Ленни между тем умоляюще смотрела на тетку и шевелила губами. Лизхен догадалась, что она хочет сказать.
— Аркадий Николаевич, у нас тут еще квадраты по комнате ходят.
— Квадраты? Замечательно! Надо же, квадраты! — развеселился доктор Бритов. — А треугольники не ходят? — Ленни кивнула. — И треугольники тоже? Чудесно! Тогда мы еще успокоительных порошочков добавим в липовый отвар. На выставки футуристов, конечно, ходит.
— Ходит, — подтвердила Лизхен его предположение.
— Н-да, деточка. Так в наши галлюцинации вторгается новое искусство. А может быть, новое искусство питается нашими галлюцинациями? Не исключаю и такой постановки вопроса. Помню, когда я только начинал практику, кошмары носили, так сказать, фигуративный характер. Преобладали рогатые животные, птицы — не поверите, до семи голов доходило, когти величиной с дом. Тот, кто путешествовал по Европе, грезил интересными архитектурными сооружениями. Скажем, Эйфелева башня — украшение Парижа. Так вот, у одного приятного господина, моего пациента, одним из симптомов делириума стало то, что эта башня виделась ему громадной вилкой. Эдакими вилами, которыми он собирался нечто зацепить на небесах. Кстати, вечерами я наблюдал одного наследника славной театральной семьи — так вот, ему все видится человек, сшитый из кусков других людей…
Болтая, Бритов влил в Ленни несколько кружек отвара с успокоительным порошком. Потом, навертев на стеклянную палочку клок ваты и обмакнув ее во флакон с черной жидкостью, который, как по команде, выскочил из докторского саквояжа, умудрился смазать горло беззащитной Ленни. Лизхен крикнула горничную и велела ставить чай и приготовить доктору закусить.
Ночь Ленни проспала крепко, почти спокойно. Квадраты и треугольники приходили к ней во сне, но сны эти не были мучительными. Лизхен всю ночь сидела рядом в кресле, дремала и время от времени приподнималась посмотреть, как там больная, не раскрылась ли, не нуждается ли в уксусном компрессе или теплом питье, не надо ли положить на лоб прохладную ладонь — успокоить, утишить, усыпить? Но ночь проходила тихо, и Лизхен, опустившись в кресло, снова погружалась в сон.
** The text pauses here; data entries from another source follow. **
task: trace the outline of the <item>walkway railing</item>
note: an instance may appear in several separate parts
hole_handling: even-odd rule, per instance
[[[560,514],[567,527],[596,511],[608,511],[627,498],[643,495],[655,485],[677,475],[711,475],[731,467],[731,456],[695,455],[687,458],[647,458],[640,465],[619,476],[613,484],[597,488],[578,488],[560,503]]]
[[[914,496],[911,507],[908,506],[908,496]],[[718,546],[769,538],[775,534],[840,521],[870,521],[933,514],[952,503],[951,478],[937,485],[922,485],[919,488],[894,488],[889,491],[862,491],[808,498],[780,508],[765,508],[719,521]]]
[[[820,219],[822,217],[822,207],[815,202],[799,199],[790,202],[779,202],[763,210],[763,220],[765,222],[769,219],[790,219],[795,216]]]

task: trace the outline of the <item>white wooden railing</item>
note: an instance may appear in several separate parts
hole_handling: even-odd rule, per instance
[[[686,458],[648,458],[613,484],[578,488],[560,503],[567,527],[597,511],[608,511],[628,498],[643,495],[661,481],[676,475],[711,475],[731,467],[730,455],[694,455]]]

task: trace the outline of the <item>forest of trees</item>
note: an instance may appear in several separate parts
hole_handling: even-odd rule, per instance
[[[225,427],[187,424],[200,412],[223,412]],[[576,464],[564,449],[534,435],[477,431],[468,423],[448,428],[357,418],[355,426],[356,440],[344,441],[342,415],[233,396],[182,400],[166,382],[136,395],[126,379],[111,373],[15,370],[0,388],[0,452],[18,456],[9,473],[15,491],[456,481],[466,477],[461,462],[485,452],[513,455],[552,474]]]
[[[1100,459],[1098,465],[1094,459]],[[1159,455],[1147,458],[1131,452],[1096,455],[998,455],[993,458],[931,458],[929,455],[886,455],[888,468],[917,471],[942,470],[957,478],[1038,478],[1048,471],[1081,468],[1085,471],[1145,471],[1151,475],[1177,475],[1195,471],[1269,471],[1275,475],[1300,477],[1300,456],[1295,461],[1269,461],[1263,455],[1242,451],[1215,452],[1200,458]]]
Утром Ленни проснулась потная и слабая. Температура спала, однако Лизхен считала, что болезнь и не думала отступать. Просто снадобья доктора Бритова временно оказали благотворное действие. Она была права. Горничная вышла за новым компрессом и свежим чаем. На сегодняшний вечер были назначены гости, отменить которых в ажиотаже забыли, и Лизхен с мученическим выражением лица ушла принимать их, как была, — в домашнем, впрочем, весьма изящном, как все ее туалеты, платье.
Ленни в очередной раз скинула одеяло, спустила ноги с кровати. Долго сидела, соображая, что следует делать дальше. Наконец сползла на пол, пошатнулась, сделала шаг и пошла. Ноги были ватные. Сердце стучало у горла. Цепляясь за стены, углы шкафов и комодов, столешницы, каминные доски, дверные косяки, Ленни упорно двигалась к прихожей. Теперь она знала, куда идет. Ей непременно надо было понять, откуда появляются треугольники и квадраты и что за улица отражалась в луже на полу ее спальни. На пороге гостиной она на мгновение остановилась. Там царил полумрак. За круглым столом, в тени абажура сидели гости, вытянув вперед руки. Ленни заметила застывшее отрешенное лицо Лизхен.